Winter woes: Fashion fixes to look sleek in sucky weather
Unless you travel exclusively via dogsled, your sleeping bag of a puffer coat shouldn’t be the only extra-warm outer layer in your closet. We recommend trolling upcoming sales for long cashmere versions or pass go and collect Emerson Fry’s two-tone wool pea coat now.
Your add-ons become overwhelming when you squish into a crowded booth at your favorite bar. Rather than sentence your mittens and scarf to the coat pile, re-up your purse volume — or chance losing your favorite wool accessories forever.

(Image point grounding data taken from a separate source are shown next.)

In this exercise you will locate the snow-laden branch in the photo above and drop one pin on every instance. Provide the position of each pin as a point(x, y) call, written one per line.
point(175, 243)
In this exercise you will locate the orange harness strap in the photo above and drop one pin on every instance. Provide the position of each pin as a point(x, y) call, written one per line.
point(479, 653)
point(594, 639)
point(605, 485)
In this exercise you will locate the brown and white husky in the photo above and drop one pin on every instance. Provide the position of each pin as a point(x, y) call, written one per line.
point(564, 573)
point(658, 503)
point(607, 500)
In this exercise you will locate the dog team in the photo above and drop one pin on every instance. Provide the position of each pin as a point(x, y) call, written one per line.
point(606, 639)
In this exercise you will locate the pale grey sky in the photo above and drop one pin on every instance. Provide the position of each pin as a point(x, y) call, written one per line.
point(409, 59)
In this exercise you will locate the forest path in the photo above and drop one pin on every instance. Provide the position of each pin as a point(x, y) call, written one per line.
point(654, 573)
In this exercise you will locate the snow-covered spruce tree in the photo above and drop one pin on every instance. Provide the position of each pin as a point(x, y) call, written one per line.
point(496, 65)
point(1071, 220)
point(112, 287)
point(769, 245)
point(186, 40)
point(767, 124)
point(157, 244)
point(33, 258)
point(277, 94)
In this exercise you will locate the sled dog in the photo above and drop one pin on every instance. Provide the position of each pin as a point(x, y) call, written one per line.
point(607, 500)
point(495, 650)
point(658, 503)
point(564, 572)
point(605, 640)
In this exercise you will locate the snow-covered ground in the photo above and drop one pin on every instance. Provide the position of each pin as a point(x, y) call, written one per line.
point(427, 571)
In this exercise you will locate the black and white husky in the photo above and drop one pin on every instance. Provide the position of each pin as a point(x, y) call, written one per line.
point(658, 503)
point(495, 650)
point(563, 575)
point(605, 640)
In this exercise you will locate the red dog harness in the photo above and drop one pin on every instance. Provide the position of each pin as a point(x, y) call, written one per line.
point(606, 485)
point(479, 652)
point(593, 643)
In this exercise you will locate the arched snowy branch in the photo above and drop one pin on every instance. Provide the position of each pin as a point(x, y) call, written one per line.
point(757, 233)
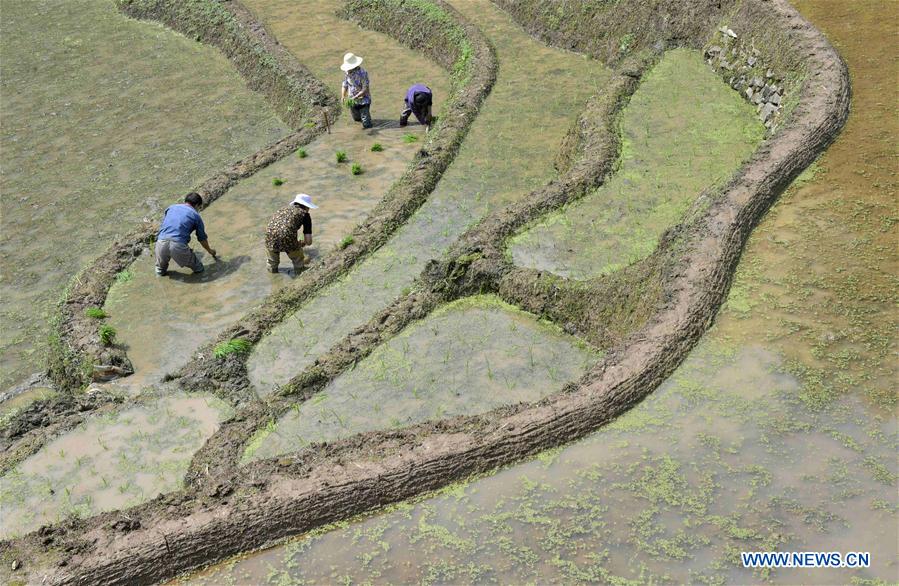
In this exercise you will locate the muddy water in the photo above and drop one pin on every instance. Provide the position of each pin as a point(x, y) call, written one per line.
point(508, 152)
point(110, 462)
point(465, 358)
point(683, 131)
point(778, 433)
point(162, 320)
point(105, 120)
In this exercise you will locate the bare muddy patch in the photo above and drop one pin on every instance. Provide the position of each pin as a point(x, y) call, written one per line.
point(467, 357)
point(110, 462)
point(508, 152)
point(162, 321)
point(683, 132)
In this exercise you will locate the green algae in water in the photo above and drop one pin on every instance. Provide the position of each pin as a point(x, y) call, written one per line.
point(111, 461)
point(106, 120)
point(684, 131)
point(498, 163)
point(724, 457)
point(467, 357)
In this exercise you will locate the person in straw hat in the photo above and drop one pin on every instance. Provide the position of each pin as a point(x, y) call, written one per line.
point(281, 234)
point(355, 91)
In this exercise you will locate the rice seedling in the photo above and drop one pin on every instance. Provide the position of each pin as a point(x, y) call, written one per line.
point(107, 334)
point(125, 276)
point(95, 312)
point(235, 346)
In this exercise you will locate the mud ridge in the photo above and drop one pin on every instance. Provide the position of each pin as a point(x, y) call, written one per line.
point(77, 357)
point(459, 47)
point(691, 272)
point(76, 354)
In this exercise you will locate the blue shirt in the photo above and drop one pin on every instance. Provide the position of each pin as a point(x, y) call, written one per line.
point(179, 221)
point(357, 80)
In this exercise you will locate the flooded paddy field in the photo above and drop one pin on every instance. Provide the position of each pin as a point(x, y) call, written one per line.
point(105, 122)
point(498, 162)
point(779, 432)
point(465, 358)
point(112, 461)
point(161, 321)
point(683, 131)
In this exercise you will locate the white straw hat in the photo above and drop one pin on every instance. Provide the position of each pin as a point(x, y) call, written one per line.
point(351, 61)
point(304, 200)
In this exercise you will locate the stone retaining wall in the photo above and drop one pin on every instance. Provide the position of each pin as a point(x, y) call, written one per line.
point(237, 509)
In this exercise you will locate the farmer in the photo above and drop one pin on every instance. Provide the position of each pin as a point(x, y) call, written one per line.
point(281, 234)
point(418, 102)
point(355, 90)
point(178, 222)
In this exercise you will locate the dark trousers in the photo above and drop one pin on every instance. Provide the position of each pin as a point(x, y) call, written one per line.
point(362, 114)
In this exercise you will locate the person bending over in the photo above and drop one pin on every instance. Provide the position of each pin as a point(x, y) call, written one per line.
point(178, 222)
point(418, 101)
point(281, 234)
point(355, 89)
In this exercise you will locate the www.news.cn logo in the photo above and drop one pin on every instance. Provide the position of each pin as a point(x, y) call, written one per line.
point(805, 559)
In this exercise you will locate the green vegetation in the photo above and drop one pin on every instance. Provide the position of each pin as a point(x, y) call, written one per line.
point(95, 312)
point(104, 456)
point(466, 357)
point(107, 334)
point(234, 346)
point(674, 148)
point(125, 276)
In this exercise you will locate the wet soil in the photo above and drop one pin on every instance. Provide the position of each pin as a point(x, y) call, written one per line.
point(683, 132)
point(110, 462)
point(348, 477)
point(106, 120)
point(467, 357)
point(497, 164)
point(162, 321)
point(778, 433)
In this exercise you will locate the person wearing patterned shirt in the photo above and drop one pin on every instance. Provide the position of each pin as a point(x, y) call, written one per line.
point(281, 234)
point(178, 222)
point(355, 88)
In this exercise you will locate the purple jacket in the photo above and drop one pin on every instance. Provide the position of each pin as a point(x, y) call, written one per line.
point(418, 88)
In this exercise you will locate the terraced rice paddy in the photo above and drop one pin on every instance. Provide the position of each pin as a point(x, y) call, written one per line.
point(497, 164)
point(684, 132)
point(105, 121)
point(110, 462)
point(465, 358)
point(778, 432)
point(161, 321)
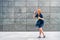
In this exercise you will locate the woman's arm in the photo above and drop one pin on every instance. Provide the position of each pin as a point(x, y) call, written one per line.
point(40, 18)
point(34, 14)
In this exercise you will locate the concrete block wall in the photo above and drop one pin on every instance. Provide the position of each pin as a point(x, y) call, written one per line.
point(16, 15)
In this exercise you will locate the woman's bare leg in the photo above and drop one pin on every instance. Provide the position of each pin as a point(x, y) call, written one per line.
point(41, 31)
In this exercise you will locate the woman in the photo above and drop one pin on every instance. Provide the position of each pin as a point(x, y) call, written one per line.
point(40, 22)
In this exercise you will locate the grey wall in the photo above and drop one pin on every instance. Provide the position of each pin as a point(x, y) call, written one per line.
point(16, 15)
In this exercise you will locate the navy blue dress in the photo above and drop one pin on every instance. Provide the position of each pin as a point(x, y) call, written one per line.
point(39, 22)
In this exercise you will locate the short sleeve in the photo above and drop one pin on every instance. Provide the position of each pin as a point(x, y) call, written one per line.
point(41, 15)
point(36, 15)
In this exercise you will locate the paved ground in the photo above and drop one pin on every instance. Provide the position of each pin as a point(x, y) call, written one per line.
point(28, 36)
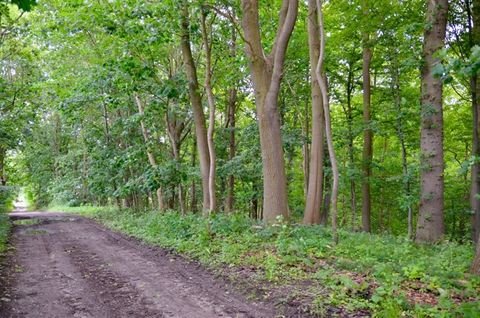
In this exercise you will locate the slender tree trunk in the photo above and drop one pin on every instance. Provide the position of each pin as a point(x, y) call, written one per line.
point(196, 101)
point(475, 91)
point(231, 111)
point(368, 133)
point(322, 80)
point(150, 155)
point(430, 226)
point(315, 184)
point(401, 137)
point(351, 149)
point(211, 107)
point(306, 150)
point(193, 187)
point(266, 76)
point(232, 102)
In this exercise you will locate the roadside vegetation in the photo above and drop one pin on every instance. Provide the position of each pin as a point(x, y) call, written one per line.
point(380, 274)
point(7, 196)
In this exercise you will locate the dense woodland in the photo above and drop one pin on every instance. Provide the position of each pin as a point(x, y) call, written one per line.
point(359, 114)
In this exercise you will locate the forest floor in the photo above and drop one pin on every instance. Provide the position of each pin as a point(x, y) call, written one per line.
point(67, 266)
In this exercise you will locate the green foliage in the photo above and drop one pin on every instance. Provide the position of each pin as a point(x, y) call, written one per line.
point(4, 232)
point(363, 272)
point(7, 196)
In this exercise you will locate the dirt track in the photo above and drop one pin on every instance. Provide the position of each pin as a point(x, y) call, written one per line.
point(68, 266)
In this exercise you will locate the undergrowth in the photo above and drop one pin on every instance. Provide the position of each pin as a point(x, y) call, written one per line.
point(388, 276)
point(4, 231)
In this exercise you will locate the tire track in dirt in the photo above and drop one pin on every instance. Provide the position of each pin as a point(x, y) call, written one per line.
point(72, 267)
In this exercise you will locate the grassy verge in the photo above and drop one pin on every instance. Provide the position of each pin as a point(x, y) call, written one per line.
point(388, 276)
point(4, 232)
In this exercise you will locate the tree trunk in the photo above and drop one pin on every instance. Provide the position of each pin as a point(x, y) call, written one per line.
point(193, 187)
point(475, 91)
point(232, 102)
point(313, 203)
point(150, 155)
point(367, 134)
point(395, 87)
point(196, 101)
point(266, 76)
point(430, 226)
point(351, 149)
point(3, 179)
point(231, 110)
point(211, 107)
point(322, 80)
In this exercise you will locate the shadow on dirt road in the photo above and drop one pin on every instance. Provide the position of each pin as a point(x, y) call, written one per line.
point(67, 266)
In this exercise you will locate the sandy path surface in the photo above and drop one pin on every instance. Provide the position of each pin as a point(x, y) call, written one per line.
point(68, 266)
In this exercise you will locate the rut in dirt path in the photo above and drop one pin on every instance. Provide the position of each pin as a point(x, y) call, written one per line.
point(68, 266)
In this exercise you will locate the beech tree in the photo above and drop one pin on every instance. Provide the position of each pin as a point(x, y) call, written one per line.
point(266, 71)
point(196, 101)
point(430, 226)
point(314, 198)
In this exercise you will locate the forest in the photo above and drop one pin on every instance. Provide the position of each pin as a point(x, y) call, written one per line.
point(341, 134)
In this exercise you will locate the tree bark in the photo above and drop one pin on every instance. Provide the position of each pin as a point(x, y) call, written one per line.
point(150, 155)
point(367, 154)
point(475, 91)
point(322, 81)
point(430, 226)
point(211, 120)
point(3, 179)
point(231, 111)
point(196, 101)
point(314, 199)
point(232, 103)
point(266, 74)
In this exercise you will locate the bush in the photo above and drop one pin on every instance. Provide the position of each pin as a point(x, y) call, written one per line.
point(7, 196)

There’s not much you can do to combat the dankness that sets in on the subway-snow-office cycle. In lieu of a tightening wash, put a layer between you and the offending fabric with thin merino wool leggings from With & Wessel. Also, Febreze.
The most nettlesome winter weather is that which you’re expected to venture into despite how miserable it obviously is. Rather than feel ice stab your bones, insulate like a Swedish fisherman in Stutterheim’s unisex slicker.
Lizzy Wearing tights with pumps is a drag (really, you will lose a shoe) and we’ve tried everything: rubber bands around feet, sewn-in pointe-esque elastics, and pregaming with too-tight heels in hopes of a little swell. Lock your feet down with built-in ankle straps from Zara.
Like Ralphie’s little brother, you can’t put your arms down. Or zip up your outermost layer. Or stand the temperature fluctuations in your office throughout the day. Solve all three with a slim-line Uniqlo vest over (or under) every outfit.
A predesignated meeting spot is a boring, passive way to deal with a very stressful situation. Whether you find yourself solo on a mountain or in a mall, make yourself heard with Carven’s whistle and leather key chain. Don’t worry about annoying potential friends; you have enough trouble keeping track of the existing lot.
The rats in the dumpster across the street just asked you for tips on how to create such a majestic nest. Help the back of your scalp instead of your questionable new fan club with a strand-saving silk scarf long enough to wrap round your neck three times.
It’s going to take more than freezing temps to keep you from Instagram. While we blame touch screens for the recent outbreak of fingerless gloves, there are options to keep you fully covered and digitally productive. Echo’s leather and knit gloves break the technology barrier without venturing into Skymall (no disrespect) territory.
Semifrozen ice is a treat in the summer and a trick in the winter — and your trendy leather boots can’t handle that kind of dichotomy. Fix the issue with Sorel caribou boots like the OG ones you wore on your family ski trip at age 5 (your mom was right, as always).